A Database User Privilege Elevation was found in MySQL. An attacker with 'FILE' privilege could use this flaw elevate its permissions to that of the MySQL admin user.
This issue was assigned CVE-2012-5613.
Some other references:
The issue is disputed:
** DISPUTED **
MySQL 5.5.19 and possibly other versions, and MariaDB 5.5.28a and
possibly other versions, when configured to assign the FILE privilege
to users who should not have administrative privileges, allows remote
authenticated users to gain privileges by leveraging the FILE
privilege to create files as the MySQL administrator.

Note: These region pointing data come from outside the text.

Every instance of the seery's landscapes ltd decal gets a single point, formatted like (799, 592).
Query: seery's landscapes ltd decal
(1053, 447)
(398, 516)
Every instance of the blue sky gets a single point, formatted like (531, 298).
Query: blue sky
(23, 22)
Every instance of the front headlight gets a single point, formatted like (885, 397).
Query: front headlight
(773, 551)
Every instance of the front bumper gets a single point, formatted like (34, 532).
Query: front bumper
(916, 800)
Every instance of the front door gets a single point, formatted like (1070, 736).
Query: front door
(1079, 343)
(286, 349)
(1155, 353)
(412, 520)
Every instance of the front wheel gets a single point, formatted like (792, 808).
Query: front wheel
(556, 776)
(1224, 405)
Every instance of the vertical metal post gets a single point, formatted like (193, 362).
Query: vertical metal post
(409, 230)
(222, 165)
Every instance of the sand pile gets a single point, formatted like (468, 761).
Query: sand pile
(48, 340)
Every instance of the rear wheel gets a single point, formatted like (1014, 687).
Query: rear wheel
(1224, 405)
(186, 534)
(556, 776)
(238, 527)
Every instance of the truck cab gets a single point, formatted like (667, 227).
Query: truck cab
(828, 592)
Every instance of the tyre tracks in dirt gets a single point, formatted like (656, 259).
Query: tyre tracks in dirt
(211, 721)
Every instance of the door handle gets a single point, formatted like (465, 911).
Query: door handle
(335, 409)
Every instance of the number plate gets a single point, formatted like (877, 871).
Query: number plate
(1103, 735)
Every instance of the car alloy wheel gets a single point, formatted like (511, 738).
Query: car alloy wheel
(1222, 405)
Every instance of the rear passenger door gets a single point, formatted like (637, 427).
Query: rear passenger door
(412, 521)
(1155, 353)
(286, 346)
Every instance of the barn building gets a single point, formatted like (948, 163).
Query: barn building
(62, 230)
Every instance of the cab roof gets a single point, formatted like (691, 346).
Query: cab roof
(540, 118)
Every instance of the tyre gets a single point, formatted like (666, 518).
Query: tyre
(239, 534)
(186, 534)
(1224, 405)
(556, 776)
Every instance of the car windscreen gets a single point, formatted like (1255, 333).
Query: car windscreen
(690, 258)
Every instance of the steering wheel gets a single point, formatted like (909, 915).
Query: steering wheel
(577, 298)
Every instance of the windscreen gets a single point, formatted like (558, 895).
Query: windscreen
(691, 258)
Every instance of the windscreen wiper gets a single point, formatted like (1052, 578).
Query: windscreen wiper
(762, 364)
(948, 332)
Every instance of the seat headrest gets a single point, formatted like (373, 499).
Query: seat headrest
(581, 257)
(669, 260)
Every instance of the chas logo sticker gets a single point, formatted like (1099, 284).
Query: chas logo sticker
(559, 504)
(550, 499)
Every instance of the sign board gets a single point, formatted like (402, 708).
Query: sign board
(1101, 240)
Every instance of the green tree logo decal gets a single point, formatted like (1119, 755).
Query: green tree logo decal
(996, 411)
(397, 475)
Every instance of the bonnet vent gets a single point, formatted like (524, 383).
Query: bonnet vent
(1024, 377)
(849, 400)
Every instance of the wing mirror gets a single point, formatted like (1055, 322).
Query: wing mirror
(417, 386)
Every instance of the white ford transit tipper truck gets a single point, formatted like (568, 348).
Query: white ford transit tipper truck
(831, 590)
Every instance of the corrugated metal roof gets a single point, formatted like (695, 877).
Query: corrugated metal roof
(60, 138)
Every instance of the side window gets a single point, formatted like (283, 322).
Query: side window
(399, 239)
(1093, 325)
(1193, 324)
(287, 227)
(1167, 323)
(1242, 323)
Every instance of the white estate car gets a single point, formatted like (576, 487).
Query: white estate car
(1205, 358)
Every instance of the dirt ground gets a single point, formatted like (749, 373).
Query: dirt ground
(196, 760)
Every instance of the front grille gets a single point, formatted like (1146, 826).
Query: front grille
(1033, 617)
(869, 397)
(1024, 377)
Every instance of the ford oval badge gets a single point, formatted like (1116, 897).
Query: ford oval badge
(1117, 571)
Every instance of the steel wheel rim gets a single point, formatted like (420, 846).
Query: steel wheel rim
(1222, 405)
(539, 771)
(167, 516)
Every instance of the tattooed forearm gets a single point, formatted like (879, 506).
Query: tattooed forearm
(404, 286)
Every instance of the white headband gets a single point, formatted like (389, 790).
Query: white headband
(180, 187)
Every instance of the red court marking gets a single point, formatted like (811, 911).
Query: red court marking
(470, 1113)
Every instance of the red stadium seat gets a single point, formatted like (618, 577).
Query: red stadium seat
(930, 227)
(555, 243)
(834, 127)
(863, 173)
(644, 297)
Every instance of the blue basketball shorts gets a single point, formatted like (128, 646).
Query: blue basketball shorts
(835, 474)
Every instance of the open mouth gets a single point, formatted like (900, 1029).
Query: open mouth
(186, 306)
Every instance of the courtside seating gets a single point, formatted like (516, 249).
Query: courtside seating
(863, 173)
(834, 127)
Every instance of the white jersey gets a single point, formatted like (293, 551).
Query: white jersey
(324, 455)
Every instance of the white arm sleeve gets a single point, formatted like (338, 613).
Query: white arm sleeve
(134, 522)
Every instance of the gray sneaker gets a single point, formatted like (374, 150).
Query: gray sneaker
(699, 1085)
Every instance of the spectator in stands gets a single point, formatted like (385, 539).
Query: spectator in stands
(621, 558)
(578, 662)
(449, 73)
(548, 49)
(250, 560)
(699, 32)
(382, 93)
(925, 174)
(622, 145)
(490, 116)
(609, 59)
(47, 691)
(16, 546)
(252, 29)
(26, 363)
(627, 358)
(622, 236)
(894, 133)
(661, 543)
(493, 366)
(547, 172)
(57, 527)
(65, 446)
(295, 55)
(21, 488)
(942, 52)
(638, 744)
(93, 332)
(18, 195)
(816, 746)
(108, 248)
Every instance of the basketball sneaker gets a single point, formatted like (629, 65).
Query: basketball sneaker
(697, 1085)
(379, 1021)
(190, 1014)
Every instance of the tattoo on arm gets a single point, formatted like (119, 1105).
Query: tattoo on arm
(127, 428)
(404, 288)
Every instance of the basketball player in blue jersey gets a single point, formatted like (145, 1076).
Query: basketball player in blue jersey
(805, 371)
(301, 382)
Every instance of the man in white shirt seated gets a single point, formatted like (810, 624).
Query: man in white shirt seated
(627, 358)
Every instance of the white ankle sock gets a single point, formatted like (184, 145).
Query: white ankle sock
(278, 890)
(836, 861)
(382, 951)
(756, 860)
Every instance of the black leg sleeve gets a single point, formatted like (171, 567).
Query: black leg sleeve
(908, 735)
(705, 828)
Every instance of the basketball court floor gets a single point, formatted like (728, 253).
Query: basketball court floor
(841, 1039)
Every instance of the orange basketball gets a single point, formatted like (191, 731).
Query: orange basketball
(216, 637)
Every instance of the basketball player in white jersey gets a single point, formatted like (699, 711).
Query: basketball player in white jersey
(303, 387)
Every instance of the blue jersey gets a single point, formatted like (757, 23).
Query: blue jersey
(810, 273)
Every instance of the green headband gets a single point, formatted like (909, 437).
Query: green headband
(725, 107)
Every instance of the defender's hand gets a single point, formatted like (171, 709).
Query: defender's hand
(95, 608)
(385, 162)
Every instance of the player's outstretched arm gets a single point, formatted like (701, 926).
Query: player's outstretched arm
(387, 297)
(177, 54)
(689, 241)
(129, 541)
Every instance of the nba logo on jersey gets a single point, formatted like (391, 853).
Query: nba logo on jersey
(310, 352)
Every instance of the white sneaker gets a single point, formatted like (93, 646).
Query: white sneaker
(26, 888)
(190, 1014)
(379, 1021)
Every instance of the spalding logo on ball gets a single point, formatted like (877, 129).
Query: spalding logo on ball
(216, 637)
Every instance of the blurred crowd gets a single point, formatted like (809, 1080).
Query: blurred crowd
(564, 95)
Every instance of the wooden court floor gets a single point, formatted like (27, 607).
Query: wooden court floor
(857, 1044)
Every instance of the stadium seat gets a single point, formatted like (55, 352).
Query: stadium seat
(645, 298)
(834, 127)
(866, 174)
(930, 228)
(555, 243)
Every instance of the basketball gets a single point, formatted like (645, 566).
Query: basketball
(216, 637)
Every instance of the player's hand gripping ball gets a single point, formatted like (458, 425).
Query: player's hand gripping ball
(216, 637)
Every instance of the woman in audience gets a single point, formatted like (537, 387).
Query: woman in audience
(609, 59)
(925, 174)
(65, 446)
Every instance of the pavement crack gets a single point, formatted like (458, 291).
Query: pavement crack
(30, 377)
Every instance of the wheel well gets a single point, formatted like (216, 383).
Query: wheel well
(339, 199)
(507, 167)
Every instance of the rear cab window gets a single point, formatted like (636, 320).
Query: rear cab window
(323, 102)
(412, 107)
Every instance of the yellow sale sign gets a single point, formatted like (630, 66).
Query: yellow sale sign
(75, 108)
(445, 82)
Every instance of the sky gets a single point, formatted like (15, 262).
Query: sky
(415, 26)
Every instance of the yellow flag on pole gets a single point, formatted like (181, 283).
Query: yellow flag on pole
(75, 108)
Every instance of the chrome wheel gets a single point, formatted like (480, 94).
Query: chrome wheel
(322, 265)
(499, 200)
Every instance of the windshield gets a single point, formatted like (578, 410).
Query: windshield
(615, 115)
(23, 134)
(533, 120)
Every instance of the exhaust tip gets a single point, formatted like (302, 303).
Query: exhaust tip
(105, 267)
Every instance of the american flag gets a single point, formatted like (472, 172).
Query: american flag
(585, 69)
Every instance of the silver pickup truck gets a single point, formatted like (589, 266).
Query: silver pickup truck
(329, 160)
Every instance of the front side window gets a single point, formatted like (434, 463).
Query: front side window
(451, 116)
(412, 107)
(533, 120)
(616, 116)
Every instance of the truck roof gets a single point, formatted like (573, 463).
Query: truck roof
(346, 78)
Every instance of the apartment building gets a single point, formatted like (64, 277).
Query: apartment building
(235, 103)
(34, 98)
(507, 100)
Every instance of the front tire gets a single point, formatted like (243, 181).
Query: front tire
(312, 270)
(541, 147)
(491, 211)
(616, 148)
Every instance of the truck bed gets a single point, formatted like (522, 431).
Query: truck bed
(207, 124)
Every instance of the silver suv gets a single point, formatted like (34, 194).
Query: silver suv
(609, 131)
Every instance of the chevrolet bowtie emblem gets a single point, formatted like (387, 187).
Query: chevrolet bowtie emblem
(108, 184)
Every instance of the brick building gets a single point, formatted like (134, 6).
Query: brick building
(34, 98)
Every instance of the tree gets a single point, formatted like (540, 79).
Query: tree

NOTE: the vendor
disputes this issue, stating that this is only a vulnerability when
the administrator does not follow recommendations in the product's
installation documentation. NOTE: it could be argued that this should
not be included in CVE because it is a configuration issue.
This is not a security issue. As per MySQL manual:
* The `FILE' privilege can be abused to read into a database table
any files that the MySQL server can read on the server host. This
includes all world-readable files and files in the server's data
directory. The table can then be accessed using *Note `SELECT':
select. to transfer its contents to the client host.
Red Hat recommends not to grant `FILE' privilege to nonadministrative/untrusted
users. Any user that has this privilege can write a file anywhere in the file
system with the privileges of the mysqld. daemon.
Additionally, MySQL provides a --secure-file-priv option that allows to restrict
all FILE operations to a specific directory.
Closing this bug as a non-issue.
Red Hat Product Security determined that this flaw was not a security vulnerability. See the Bugzilla link for more details.